Sustained deep-water formation in the Nordic Seas during Marine Isotope Stages 5 and 4 and implications for carbon storage in the North Atlantic

Changes in the formation of North Atlantic Deep Water (NADW) and the expansion of southern-sourced waters in the Atlantic Ocean are linked to enhanced marine carbon storage during glacial and stadial periods, explaining late Pleistocene atmospheric CO₂ variations. However, the role of deep-water formation in the Nordic Seas, a key NADW source, and its influence on Atlantic overturning remains unclear, especially after the last glacial maximum. In this study, we present high-resolution reconstructions of bottom water [CO₃^2-] from Cibicidoides wuellerstorfi, along with stable isotopes and aragonitic pteropod abundances in marine sediment core PS1243 from the deep Norwegian Sea, to explore past deep-water dynamics and their impact on carbon cycling. Our data suggest continuous formation of dense, well-ventilated deep waters during Marine Isotope Stages 5 and 4, with a deepening of the aragonite compensation depth during the MIS 5b-to-4 transition.

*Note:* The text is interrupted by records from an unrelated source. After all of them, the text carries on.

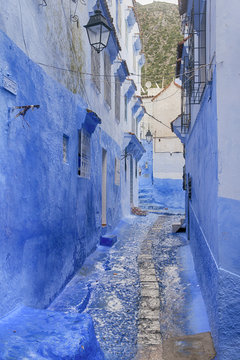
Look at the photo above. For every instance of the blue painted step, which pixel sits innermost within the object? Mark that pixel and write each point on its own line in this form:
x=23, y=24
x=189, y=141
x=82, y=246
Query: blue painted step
x=29, y=333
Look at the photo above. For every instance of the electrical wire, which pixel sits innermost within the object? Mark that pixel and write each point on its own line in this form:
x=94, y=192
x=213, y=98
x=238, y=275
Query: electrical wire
x=157, y=120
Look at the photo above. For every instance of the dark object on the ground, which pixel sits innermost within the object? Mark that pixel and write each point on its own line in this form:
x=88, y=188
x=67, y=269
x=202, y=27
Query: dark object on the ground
x=199, y=346
x=138, y=211
x=108, y=240
x=176, y=228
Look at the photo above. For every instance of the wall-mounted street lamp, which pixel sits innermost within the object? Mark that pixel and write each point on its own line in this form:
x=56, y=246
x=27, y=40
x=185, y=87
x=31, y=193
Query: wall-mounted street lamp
x=98, y=30
x=149, y=136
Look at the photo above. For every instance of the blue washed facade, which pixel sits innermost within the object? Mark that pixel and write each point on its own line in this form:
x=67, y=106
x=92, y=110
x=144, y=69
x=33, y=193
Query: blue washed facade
x=208, y=129
x=164, y=195
x=58, y=224
x=64, y=181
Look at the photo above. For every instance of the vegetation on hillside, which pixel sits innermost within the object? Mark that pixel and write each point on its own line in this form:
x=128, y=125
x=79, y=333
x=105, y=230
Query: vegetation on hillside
x=160, y=33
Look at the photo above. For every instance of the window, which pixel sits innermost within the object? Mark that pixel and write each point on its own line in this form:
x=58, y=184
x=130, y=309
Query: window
x=117, y=172
x=84, y=154
x=133, y=124
x=95, y=68
x=107, y=79
x=118, y=15
x=65, y=148
x=197, y=52
x=117, y=99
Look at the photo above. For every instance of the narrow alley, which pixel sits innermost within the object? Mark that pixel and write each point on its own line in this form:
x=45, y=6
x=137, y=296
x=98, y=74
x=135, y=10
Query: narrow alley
x=119, y=180
x=142, y=294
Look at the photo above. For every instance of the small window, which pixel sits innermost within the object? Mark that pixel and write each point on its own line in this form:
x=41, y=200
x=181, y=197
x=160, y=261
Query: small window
x=126, y=107
x=84, y=154
x=117, y=99
x=117, y=172
x=95, y=68
x=107, y=79
x=65, y=148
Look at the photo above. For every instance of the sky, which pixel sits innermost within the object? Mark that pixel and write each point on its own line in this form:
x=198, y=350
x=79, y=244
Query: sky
x=144, y=2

MIS 5e indicates resilience of Nordic Seas overturning in spite of a warmer North Atlantic and suggested summer Arctic sea ice reduction. A compilation of Atlantic [CO₃^2-] records suggests that dense waters from the Nordic Seas expanded into the western North Atlantic, reducing its carbon storage capacity during MIS 4 and stadial MIS 5. Our study highlights differences in the sensitivity of Atlantic and Nordic Seas overturning to past climate conditions, with implications for the Atlantic's role in atmospheric CO₂ variations.